8 Ways to Beat Your Pet’s Winter Blues
Seasonal Affective Disorder can affect pets too. Find out how to cheer your pooch or kitty up with these 8 easy steps.
An estimated half a million Americans suffer from the wintertime blues, more clinically known as Seasonal Affective Disorder (SAD), which is brought about by lack of sunlight.
But humans aren’t the only ones affected. Our animal friends suffer some similar symptoms such as depression, lethargy, and sleep problems. There are ways to help your pet—and cheer yourself up, too:
“Get your pets outside, where they can experience different smells and be visually stimulated,” says Victoria Wells, senior manager of behavior and training at the ASPCA’s Adoption Center. They’re also likely to meet other animals outdoors, which is especially beneficial to dogs, who are very social.
“There’s so much to be said for exercise and feel-good endorphins,” Wells says, “and without it, animals are going to feel a little more depressed.”
If it’s really too frigid, bring playtime inside. Wells suggests playing hide-and-seek with your dog. “It’s a stimulating game and a teaching game,” she says. “Hide and then call your dog to come to you and then reward him with toys and treats. Don’t make it too complicated – you can just tuck yourself behind a corner.”
For cats, consider cat dancer toys, which mimic prey and are like feathers at the end of a wand. You can also make the same thing for a dog with a plush toy at the end.
“An easy way to provide your dog with some exercise is to get him on a treadmill,” says Tyson Kilmer, dog training guru and host of “Natural Companions” on Veria Living.
Stimulate the mind
“There’s a whole bevy of interactive puzzle games to keep dogs mentally stimulated,” Wells says, such as toys with interlocking pieces or hollow toys that can be stuffed with treats. Solving puzzles like these satisfies hard-wired instincts and drives in dogs also works.
“Cats can also benefit from mental stimulation, especially those with a strong predatory instinct and mischievous kittens,” Wells adds. You can use battery-operated motion-detected toys like Panic Mouse.
If you’re gone all day, make sure your dog or cat isn’t just vegging out on the rug.
“You can create a scent-related game,” Wells suggests. Take some inexpensive dog toys and impart scents (such as cinnamon, peppermint, or herbal extracts – anything from your baking cupboard) onto them and hide them. “Scent-related dogs like bloodhounds or basset hounds will love sniffing them out,” she says.
Hide the food
Buy interactive toys such as Kong toys or a tricky treat ball and hide your pet’s food in them. But be aware, advises Wells: “This can be frustrating for a dog so gauge if she is getting all that food in a reasonable period of time.”
You can also make ice pops for your dog. Place her treats, kibble or any food in the bottom of an old container then fill the container with water (or low sodium stock or bouillon cubes) and freeze. The next day you’ll have a block of ice for your dog. “He’ll lick the ice until he gets to the treat filling the center,” Wells says. “It’s entertaining and will keep him go going for a long time.”
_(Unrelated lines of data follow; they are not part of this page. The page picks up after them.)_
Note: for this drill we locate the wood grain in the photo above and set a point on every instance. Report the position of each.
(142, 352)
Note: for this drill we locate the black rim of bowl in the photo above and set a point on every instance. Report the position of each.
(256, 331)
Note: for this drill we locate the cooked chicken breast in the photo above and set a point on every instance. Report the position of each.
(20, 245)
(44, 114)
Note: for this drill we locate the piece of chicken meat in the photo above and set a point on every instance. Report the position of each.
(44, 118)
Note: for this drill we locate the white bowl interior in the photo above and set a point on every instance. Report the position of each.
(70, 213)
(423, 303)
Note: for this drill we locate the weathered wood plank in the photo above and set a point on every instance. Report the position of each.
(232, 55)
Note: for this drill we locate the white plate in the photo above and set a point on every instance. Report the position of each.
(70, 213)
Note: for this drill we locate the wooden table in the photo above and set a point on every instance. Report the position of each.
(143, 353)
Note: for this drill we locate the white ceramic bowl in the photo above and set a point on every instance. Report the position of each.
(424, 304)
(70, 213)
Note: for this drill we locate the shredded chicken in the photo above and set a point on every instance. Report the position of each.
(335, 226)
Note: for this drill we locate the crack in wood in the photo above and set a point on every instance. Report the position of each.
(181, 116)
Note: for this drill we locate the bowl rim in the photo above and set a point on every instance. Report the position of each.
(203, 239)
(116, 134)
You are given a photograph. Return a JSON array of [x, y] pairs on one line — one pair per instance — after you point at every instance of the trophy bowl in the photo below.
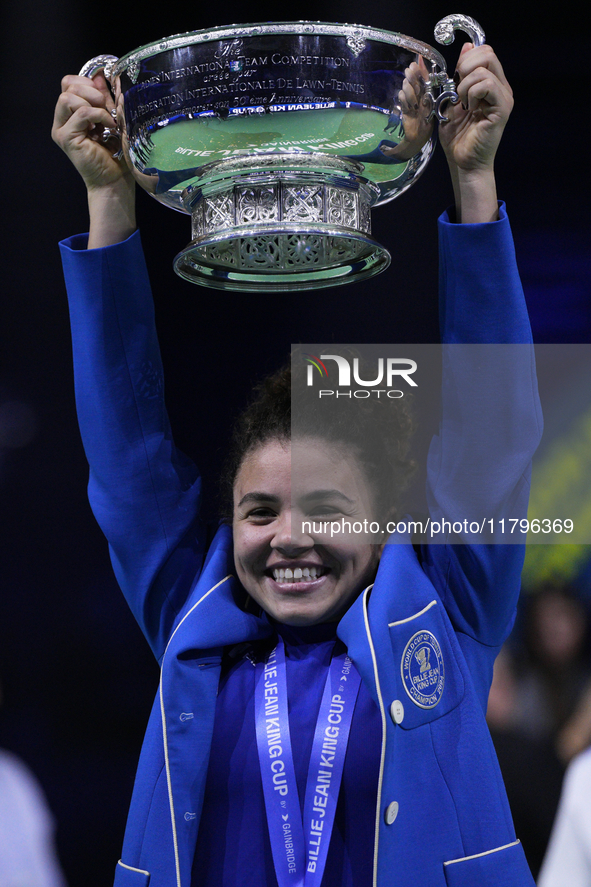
[[278, 139]]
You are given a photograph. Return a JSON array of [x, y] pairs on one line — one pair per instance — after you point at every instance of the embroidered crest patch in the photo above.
[[422, 668]]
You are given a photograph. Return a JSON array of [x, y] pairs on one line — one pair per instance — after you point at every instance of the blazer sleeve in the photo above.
[[479, 464], [143, 492]]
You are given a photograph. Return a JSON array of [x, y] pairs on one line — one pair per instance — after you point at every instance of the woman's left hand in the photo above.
[[471, 136]]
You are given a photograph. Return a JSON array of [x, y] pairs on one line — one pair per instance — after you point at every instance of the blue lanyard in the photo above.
[[300, 844]]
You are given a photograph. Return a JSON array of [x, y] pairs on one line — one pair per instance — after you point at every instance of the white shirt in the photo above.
[[568, 858]]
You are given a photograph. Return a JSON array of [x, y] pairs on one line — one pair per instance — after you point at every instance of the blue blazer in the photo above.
[[441, 814]]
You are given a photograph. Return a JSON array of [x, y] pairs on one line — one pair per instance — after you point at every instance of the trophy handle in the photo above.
[[441, 89], [101, 63], [446, 28], [105, 64]]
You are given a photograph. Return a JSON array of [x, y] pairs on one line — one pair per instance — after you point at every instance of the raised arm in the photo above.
[[491, 422], [144, 494]]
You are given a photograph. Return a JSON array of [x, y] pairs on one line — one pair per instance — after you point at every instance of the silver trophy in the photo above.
[[278, 139]]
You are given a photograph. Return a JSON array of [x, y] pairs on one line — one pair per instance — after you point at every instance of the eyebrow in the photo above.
[[314, 496], [326, 494], [258, 496]]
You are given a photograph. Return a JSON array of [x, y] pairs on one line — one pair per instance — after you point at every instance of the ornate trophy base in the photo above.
[[285, 222]]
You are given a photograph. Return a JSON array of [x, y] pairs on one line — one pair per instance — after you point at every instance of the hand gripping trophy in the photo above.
[[278, 139]]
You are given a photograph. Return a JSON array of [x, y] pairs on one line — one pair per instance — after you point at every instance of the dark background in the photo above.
[[78, 678]]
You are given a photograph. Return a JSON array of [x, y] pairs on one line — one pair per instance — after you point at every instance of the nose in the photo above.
[[290, 538]]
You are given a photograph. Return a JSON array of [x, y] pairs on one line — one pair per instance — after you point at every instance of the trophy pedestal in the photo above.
[[281, 222]]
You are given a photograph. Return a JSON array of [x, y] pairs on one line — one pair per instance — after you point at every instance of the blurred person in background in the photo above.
[[554, 683], [28, 857]]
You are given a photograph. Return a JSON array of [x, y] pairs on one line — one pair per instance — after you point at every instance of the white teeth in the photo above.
[[298, 574]]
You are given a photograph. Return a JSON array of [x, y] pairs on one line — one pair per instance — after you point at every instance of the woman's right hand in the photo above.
[[82, 114]]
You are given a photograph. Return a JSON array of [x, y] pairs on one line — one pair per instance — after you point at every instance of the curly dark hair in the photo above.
[[376, 430]]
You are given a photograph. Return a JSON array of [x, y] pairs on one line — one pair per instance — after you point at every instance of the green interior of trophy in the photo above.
[[357, 133]]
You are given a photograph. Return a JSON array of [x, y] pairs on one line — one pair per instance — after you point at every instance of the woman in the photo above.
[[272, 637]]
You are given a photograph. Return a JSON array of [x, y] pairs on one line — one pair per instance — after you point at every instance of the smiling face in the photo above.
[[287, 556]]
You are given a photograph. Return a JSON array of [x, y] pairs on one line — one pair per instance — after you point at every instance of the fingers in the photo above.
[[413, 88], [82, 106], [482, 82], [480, 57]]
You can also hide cats’ treats. Cut up a paper towel roll and stuff it with cat treats then close up the ends so only a few cat treats come out when your cats bats it around.
Connect and cuddle
“In the winter months it’s all about interaction,” Kilmer says. When your pet can’t get outside, stimulate him with cuddles, playtime, grooming, massage, and training, he advises. “Training especially is amazing. It uses animals’ brains and their memory and leaves them quite physically tired.”
Turn up the lights
Turn on your lights or use brighter light bulbs. You can even buy special lights that replicate outdoor lighting. But don’t forget that you can also simply open drapes and blinds to let in natural light.
And don’t ignore the power of skylights. You can set up your pet’s dog underneath one. “Pets bask in the light, even if it’s not sunny out,” Kilmer says.
Bring the outside inside
Some plants are pet safe and give your animals something to sniff and chew on. Or simply open the window in a room and let some different smells come in. “Even being able to smell outside is going to be entertaining for dogs,” Wells explains.
Or bring the outside closer
Place your pet’s bed or pillow by a window so she can look outside, Make sure the window’s secure, says Wells, and “make sure there’s not something that might upset your pet on the other side of the window.” For cats, you can place a bird feeder outside the window so he has something to watch.
Some human pleasures
Television and music can also be stimulating for your pet. You can simply leave the TV on, or buy a DVD that’s geared towards your cat (showing prey animals) or dog (showing animals, especially other dogs).
‘Animals also respond to sound,’ says Wells, “they like classical music, which can elevate their mood or calm them down, especially if you’re away.”